EDAD <- function(x,y){
z <- numeric(length = length(x))
for(i in 1:length(x)){
if(y[i] > 2)
z[i] <- x[i] + 1
else
z[i] <- x[i]
}
return(z)
}
The age group is the number of calendar years after the date of capture, for this purpose each fish will be assigned depends on the year in wich it was spawned and on the date of capture, simplifying the identification of annual class per fish.
This estimate is calculated with the number of rings observed in the otolith, the type of edge of the otolith and an arbitrary date of birth.
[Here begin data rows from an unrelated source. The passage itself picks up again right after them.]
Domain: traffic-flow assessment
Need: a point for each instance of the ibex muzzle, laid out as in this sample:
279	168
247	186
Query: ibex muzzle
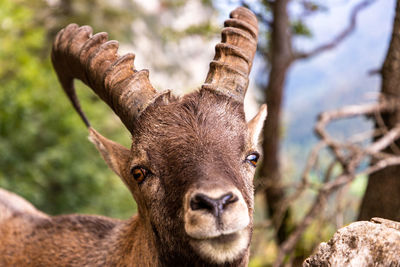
190	166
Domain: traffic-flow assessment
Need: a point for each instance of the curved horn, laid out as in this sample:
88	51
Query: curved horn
229	71
94	61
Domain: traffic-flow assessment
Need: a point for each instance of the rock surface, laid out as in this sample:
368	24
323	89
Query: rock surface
374	243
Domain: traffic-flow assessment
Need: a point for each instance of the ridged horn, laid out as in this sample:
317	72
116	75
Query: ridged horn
230	69
77	54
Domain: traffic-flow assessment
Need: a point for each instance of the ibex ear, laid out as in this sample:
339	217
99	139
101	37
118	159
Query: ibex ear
256	124
115	155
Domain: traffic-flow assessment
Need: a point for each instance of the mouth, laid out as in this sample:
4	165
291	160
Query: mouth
224	239
222	248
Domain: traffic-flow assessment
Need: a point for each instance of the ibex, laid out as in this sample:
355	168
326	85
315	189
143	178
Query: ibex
190	166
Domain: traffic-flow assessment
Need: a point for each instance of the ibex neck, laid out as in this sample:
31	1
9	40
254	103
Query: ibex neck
132	244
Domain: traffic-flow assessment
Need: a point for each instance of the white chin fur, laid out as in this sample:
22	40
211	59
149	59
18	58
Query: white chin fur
222	251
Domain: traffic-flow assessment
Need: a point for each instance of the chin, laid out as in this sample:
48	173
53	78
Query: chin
223	248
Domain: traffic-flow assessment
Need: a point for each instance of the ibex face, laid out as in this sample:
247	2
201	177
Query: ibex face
192	159
196	154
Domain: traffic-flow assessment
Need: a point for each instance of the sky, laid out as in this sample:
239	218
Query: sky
345	67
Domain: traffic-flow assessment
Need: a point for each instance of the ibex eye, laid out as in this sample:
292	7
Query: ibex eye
253	158
139	174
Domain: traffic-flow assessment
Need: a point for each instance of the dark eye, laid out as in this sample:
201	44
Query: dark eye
253	158
139	174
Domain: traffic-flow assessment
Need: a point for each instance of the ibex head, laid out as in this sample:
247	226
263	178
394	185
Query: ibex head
192	160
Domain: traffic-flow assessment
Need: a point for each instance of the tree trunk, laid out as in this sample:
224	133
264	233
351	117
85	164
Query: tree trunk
280	60
382	197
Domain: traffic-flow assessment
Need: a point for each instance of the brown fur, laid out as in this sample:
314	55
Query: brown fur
199	140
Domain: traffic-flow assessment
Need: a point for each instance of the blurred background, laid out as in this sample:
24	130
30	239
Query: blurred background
45	155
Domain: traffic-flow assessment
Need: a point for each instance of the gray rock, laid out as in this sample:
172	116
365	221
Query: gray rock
375	243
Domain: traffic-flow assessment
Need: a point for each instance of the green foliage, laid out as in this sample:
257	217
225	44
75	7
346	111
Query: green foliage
45	154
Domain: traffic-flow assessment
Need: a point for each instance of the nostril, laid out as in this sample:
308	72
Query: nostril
228	199
215	206
201	201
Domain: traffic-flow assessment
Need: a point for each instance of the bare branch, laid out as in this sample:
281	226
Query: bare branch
341	36
349	156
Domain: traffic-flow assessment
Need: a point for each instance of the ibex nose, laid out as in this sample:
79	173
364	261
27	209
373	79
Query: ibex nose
215	206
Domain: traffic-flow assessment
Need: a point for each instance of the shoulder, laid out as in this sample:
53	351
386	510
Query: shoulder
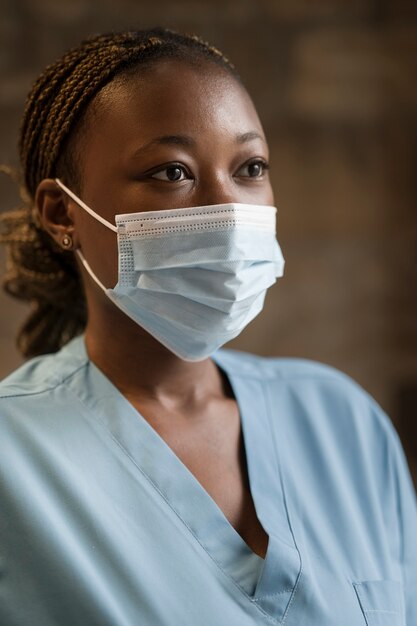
43	374
311	392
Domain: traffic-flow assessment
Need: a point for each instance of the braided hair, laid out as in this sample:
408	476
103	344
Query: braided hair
38	270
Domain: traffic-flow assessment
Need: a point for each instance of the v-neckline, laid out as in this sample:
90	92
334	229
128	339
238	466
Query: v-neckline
260	579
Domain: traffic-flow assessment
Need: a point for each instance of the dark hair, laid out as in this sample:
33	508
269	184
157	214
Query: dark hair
38	270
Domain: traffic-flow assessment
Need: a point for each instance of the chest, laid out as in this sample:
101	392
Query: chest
214	452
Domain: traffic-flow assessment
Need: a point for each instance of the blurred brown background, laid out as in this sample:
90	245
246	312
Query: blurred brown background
335	85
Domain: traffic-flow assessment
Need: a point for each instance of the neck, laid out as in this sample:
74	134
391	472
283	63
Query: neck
139	366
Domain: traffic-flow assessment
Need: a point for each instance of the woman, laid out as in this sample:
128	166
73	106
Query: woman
145	477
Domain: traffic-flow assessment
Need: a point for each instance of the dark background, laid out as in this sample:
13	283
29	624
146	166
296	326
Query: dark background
335	84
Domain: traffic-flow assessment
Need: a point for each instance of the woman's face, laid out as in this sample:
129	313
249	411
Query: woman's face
174	136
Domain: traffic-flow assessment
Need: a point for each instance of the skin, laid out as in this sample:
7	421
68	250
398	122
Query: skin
124	170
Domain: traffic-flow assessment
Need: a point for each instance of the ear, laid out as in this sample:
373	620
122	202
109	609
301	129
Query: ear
56	211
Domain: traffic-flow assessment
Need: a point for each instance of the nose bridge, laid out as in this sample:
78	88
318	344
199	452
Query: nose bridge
217	187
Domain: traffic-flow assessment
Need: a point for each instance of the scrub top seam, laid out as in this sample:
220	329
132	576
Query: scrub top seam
51	387
126	453
281	479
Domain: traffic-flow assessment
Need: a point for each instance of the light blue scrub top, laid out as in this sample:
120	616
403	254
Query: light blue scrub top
101	524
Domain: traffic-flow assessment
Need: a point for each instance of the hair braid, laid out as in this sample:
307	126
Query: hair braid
38	270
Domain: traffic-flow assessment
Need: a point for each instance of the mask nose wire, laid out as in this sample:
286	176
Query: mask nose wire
84	206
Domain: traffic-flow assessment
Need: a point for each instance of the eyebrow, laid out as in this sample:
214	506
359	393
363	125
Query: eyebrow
187	141
250	136
166	140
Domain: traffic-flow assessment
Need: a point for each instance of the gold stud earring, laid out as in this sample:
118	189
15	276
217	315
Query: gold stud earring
66	242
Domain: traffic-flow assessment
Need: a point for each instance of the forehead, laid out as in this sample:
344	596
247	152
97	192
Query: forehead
172	97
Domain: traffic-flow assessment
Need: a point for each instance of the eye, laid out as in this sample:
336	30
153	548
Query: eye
172	173
253	169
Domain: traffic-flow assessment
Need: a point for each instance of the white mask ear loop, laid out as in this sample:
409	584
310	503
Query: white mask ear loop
85	206
90	271
97	217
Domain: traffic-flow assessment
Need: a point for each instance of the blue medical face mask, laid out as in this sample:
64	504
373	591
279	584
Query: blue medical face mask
193	278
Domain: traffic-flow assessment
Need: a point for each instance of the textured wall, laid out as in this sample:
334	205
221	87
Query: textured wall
335	84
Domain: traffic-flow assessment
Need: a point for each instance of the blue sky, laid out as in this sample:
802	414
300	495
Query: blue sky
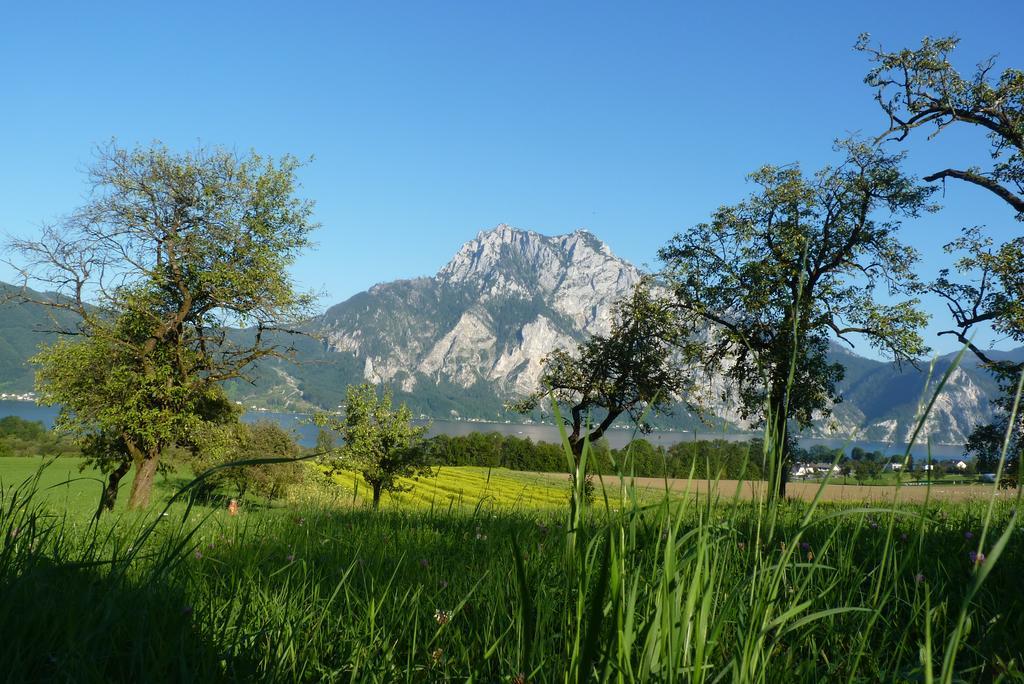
431	121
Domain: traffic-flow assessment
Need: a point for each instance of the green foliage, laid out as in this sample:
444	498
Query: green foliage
175	249
921	87
629	371
763	286
22	437
219	444
380	441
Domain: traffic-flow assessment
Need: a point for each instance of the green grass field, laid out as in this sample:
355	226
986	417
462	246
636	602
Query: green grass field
485	575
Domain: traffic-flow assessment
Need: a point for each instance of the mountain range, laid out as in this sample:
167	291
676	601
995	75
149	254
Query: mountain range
463	342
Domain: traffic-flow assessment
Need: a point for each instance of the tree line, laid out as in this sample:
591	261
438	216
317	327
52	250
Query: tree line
172	252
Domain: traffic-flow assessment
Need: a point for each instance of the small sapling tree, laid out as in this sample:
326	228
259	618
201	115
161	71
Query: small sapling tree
379	440
169	255
631	371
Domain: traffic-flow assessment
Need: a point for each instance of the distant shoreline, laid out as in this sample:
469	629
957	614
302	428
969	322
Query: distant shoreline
616	436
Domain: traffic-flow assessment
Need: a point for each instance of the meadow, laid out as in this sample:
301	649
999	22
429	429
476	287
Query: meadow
491	575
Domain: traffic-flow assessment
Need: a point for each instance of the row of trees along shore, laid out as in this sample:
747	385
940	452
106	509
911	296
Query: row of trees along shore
174	253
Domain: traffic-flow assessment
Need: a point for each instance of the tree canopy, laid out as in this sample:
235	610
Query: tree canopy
169	253
380	441
767	283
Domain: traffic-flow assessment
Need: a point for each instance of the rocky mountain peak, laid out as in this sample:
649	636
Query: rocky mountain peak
510	260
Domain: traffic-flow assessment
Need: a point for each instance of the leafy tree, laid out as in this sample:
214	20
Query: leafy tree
170	252
380	441
921	87
767	283
865	469
629	371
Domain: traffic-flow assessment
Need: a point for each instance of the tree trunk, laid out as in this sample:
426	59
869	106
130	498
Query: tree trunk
779	436
110	494
145	473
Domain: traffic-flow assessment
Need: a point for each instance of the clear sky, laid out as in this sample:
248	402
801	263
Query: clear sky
430	121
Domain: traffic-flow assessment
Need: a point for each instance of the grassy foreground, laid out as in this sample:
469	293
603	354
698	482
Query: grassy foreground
509	588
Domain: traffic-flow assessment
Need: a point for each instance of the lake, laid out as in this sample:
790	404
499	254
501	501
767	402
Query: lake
616	437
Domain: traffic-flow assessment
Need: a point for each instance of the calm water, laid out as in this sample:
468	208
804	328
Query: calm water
617	438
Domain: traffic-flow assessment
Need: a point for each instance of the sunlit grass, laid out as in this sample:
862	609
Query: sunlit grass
488	574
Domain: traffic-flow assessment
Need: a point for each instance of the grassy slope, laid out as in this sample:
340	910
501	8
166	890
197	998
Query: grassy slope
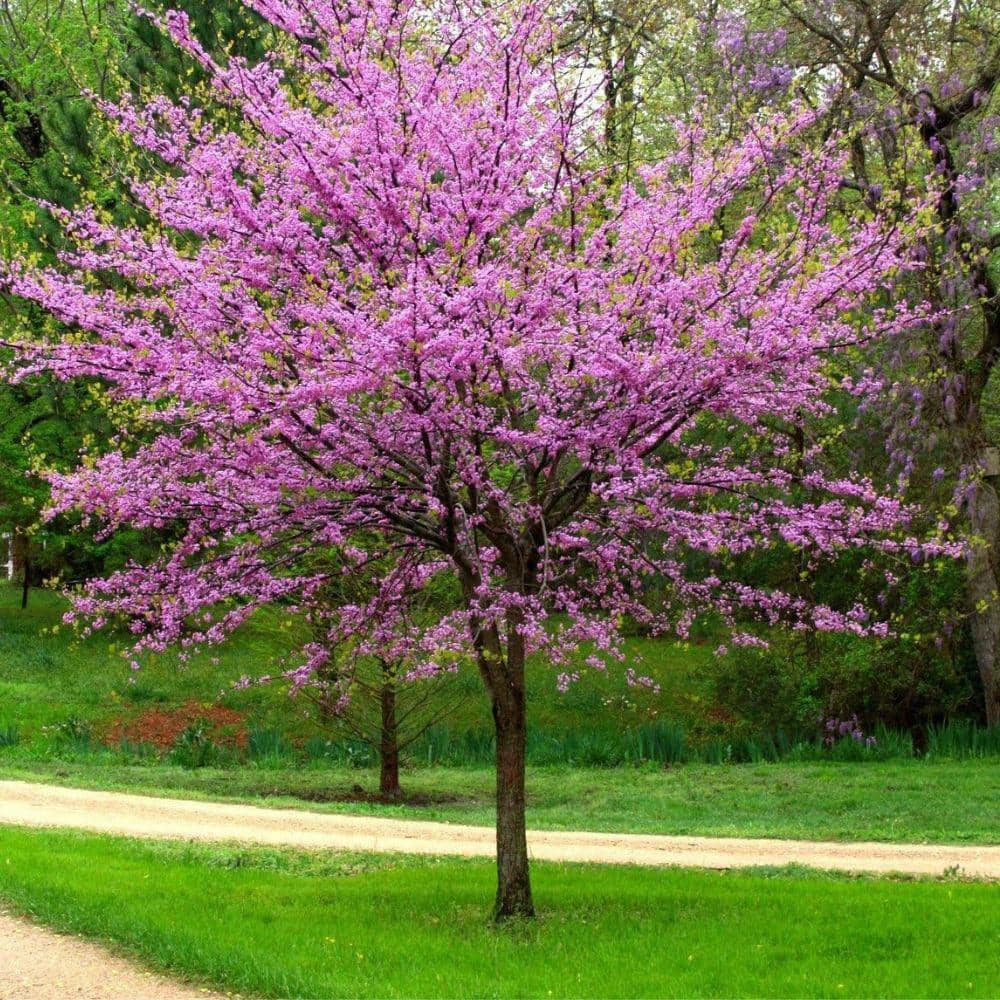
936	801
47	677
283	925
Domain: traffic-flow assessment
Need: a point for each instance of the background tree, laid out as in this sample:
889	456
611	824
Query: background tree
408	308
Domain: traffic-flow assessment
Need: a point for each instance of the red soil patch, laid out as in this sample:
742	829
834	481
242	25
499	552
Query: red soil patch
162	726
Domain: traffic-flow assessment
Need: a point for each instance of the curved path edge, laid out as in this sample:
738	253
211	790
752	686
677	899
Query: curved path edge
36	805
39	964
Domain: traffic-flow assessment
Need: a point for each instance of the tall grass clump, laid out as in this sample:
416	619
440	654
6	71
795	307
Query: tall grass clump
961	739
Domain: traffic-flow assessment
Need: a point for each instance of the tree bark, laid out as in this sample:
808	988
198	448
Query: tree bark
982	581
22	555
513	876
389	787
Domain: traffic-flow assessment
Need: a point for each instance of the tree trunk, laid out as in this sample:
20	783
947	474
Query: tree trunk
22	554
389	787
513	877
984	600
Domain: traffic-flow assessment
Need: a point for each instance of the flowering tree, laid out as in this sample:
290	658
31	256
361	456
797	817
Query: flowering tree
395	303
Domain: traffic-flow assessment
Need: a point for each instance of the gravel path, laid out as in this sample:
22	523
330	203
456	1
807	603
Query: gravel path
29	804
36	964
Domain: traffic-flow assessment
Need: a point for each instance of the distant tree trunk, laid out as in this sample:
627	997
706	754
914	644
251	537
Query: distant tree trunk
982	582
389	787
509	719
22	557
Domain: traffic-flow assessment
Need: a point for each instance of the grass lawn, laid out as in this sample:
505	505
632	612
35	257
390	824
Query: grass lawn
280	924
49	675
911	800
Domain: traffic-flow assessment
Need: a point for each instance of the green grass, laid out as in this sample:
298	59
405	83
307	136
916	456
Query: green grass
916	800
275	924
49	675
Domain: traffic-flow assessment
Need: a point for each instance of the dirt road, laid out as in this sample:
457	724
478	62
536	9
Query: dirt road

In Chile, the first date of birth is taken as a convention on January 1.
GRUPO_EDAD <- function(x){
m <- as.numeric(Age$MES)
b <- as.numeric(Age$BORDE)
im <- as.numeric(Age$Im)
ge <- rep(NA, length(Age$Age))
for(i in 1:length(x)){
if(m[i] <= 5 & b[i] <= 2)
ge[i] <- x[i] + 1
else if(m[i] == 6 & b[i] == 1 & im[i] >= 0.250)
ge[i] <- x[i] + 1
else if(m[i] == 6 & b[i] == 2)
ge[i] <- x[i] + 1
else if(m[i] == 7 & b[i] == 1 & im[i] >= 0.350)
ge[i] <- x[i] + 1
else if(m[i] == 7 & b[i] == 2)
ge[i] <- x[i] + 1
else if(m[i] == 8 & b[i] %in% c(1,2) & im[i] >= 0.500)
ge[i] <- x[i] + 1
else if(m[i] == 9 & b[i] == 2 & im[i] >= 0.700)
ge[i] <- x[i] + 1
else
ge[i] = x[i]
}
return(ge)
}
The length-weight relationship is widely used in fisheries to estimate weight from the length of an individual and also to estimate condition indices. The most frequently used expression for this relationship corresponds to the allometric equation where the weight is expressed as a function of length, and its parameters are estimated by linear regression of log-transformed data. Since variability in weight usually increases with length, this transformation has the advantage that it tends to stabilize the weight variance, but introduces a bias factor in back-transformed predictions which requires correction.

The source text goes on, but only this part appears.